People are being granted higher credit card limits, according to new figures released June 13 by Experian, one of the “big-3” credit bureaus. However, data about late payments, published at the same time, suggest that consumers are generally managing the additional allowance responsibly, and few are encountering problems in making payments.
Credit card debt up
Experian’s study suggests that continuing rises over multiple quarters culminated in a 20-percent year-over-year increase in credit card limits during the first three months of 2013. That’s about $11 billion.
Drilling down into the data reveals year-over-year growth of about 30 percent in prime lending, and 42 percent among near-prime borrowers. That latter group comprises consumers who might have had financial problems in the past, but whose credit scores are higher than those in the subprime category.

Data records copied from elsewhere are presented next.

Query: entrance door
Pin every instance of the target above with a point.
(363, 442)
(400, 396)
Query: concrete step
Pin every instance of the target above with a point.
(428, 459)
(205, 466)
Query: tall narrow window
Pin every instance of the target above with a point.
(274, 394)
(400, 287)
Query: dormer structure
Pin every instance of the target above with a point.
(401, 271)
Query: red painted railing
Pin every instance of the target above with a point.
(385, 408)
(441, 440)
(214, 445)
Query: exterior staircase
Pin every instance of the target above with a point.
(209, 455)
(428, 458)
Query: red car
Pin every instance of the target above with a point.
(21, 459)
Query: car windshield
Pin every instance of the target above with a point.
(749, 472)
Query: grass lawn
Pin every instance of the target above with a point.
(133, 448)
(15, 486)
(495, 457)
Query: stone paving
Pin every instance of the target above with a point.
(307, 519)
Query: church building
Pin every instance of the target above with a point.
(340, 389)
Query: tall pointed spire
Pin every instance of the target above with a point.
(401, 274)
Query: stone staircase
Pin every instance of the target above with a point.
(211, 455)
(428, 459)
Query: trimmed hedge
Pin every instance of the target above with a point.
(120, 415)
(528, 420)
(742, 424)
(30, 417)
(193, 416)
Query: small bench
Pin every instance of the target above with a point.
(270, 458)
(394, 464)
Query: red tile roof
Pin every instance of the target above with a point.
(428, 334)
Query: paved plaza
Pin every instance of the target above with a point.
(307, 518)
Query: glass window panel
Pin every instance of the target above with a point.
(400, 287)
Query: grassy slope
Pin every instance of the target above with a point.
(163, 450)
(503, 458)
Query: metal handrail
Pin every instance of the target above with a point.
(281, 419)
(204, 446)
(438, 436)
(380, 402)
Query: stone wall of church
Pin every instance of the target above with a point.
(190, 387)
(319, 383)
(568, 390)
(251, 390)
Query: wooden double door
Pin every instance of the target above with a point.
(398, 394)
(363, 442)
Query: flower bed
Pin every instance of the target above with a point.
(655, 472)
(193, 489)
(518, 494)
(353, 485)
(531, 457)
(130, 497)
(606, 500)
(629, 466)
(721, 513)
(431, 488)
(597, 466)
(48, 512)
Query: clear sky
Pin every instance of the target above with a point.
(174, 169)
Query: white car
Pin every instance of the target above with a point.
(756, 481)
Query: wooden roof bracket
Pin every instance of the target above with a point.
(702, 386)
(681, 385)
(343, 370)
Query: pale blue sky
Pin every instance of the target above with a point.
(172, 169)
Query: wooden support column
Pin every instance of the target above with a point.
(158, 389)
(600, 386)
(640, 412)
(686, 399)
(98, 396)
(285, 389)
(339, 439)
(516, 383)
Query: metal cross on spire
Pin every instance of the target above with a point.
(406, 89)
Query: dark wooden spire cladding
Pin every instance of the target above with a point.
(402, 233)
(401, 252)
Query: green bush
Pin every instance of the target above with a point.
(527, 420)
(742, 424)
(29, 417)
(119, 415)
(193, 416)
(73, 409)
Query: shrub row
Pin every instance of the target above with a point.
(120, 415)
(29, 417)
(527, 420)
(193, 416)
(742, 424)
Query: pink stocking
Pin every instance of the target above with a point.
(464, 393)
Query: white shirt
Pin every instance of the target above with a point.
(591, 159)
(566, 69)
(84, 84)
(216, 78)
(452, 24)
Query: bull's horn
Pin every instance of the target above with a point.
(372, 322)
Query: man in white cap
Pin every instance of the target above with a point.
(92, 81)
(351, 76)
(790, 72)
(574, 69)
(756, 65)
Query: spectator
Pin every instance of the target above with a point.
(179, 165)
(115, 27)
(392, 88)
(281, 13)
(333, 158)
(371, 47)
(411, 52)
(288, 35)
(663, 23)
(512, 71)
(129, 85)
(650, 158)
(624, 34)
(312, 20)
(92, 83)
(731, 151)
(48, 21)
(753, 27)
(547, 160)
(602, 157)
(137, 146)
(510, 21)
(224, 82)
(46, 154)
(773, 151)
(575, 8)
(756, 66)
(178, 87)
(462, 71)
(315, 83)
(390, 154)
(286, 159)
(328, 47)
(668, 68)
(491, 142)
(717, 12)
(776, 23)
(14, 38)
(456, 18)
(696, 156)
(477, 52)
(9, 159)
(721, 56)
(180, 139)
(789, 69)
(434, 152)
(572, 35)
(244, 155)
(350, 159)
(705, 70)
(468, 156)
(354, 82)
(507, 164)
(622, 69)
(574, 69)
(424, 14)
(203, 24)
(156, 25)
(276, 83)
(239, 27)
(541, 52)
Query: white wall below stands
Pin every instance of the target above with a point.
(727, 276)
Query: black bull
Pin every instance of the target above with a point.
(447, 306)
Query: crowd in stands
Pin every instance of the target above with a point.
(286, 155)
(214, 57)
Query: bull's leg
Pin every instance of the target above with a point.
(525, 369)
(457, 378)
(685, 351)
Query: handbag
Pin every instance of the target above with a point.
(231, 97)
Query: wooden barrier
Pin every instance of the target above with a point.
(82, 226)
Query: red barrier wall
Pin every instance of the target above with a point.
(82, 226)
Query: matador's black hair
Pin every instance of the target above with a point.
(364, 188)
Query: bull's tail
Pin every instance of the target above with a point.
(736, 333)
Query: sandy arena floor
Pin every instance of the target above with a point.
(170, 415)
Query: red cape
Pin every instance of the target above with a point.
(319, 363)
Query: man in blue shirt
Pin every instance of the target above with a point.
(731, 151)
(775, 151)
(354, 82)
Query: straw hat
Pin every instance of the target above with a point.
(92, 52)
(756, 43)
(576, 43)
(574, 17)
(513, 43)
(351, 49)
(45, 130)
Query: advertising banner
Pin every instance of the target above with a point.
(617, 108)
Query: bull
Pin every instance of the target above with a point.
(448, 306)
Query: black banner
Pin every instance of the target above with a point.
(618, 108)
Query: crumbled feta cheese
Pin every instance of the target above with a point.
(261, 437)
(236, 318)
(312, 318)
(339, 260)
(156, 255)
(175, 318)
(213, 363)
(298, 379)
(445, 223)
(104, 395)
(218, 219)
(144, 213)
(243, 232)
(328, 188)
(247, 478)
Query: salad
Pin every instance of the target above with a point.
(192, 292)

Credit card borrowing manageable
At least so far, lending to near-prime consumers seems to have paid off for credit card companies, with Experian reporting that delinquencies (accounts 30-180 days past due) remain near record lows. The number of those in more difficulty grew slightly, with “charge-offs” (industry jargon for when issuers write debts off their books and pass them for collection) nudging up to 4.3 percent from 3.9 percent during the first quarter of this year, a phenomenon the credit bureau described as a slight, seasonal uptick.
Indeed, Experian appears content that the additional debt potential remains at easily manageable levels. The company’s director of product management and strategy Linda Haran remarked in a statement, “There is clearly opportunity in the near-prime segment, and lenders are definitely starting to loosen their criteria to acquire some bankcard growth. We have always felt that near-prime consumers were ready to take on a little more debt than was being extended to them.” Haran continued, “This is a trend that we will continue to watch from a delinquency standpoint to get a sense of how near-prime paper is performing.”
All of which means that you today stand a better chance of seeing your credit card application approved than you have for some years. That’s a good thing, but only if you’re confident you can avoid becoming a statistic when delinquencies and charge-offs start to rise again.